Despite the positive reception of his exhibition at The Singularity Plan, Dương remains critical of his own works, especially his earlier illustration. While he invested a great deal of thought and time into his earlier pieces, much of the work was tainted by negativity.
“I used to be a negative person a year ago,” he says. “And I always found inspiration in negative ideas in the society around me, because I was struggling with my life. By now I’ve grown a lot. I’ve started living my life with more balance and trying to be a better person than before.”
尽管作品在奇点计划的展览上大获好评，但 Giap 仍会不断反思，特别对是他之前的插图。虽然在自己早期作品中也投入了大量的思考和时间，但在他看来，大部分的作品都被他在生活中所经历的一些负能量所污染了。
Some of Dương’s works have prompted criticism, while others have earned him mixed reactions. One piece depicting a school shooting was both lauded and attacked on social media. Compared to his more defining works like Let Yourself Go, this piece was much darker, as if it were an indictment of violence in society.
Concerned about spreading negativity to young fans, he eventually deleted the image from his social media.
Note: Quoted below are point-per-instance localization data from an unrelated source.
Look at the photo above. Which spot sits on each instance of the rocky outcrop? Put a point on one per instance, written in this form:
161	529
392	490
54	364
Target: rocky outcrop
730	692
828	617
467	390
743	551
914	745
“I was getting a lot of attention for making negative illustrations, so I kept making them, getting deep in it,” he says. “But then recently I had a chance to spend two months in Saigon. My experience there helped me change and made me want to be a better person. Since then, in this new phase of my life, I want to create more positive, light-hearted art that can hopefully inspire the next generation.”
对于他过去一些有争议性的作品，则招来了褒贬不一的评价。譬如其中一幅描绘校园枪击案的作品，在社交媒体上，既有人点赞也有人抨击。和《Let Yourself Go》（《放飞自我》）以及他的其它代表性的作品一样，这幅作品的风格更黑暗，就像是对现代社会的控诉。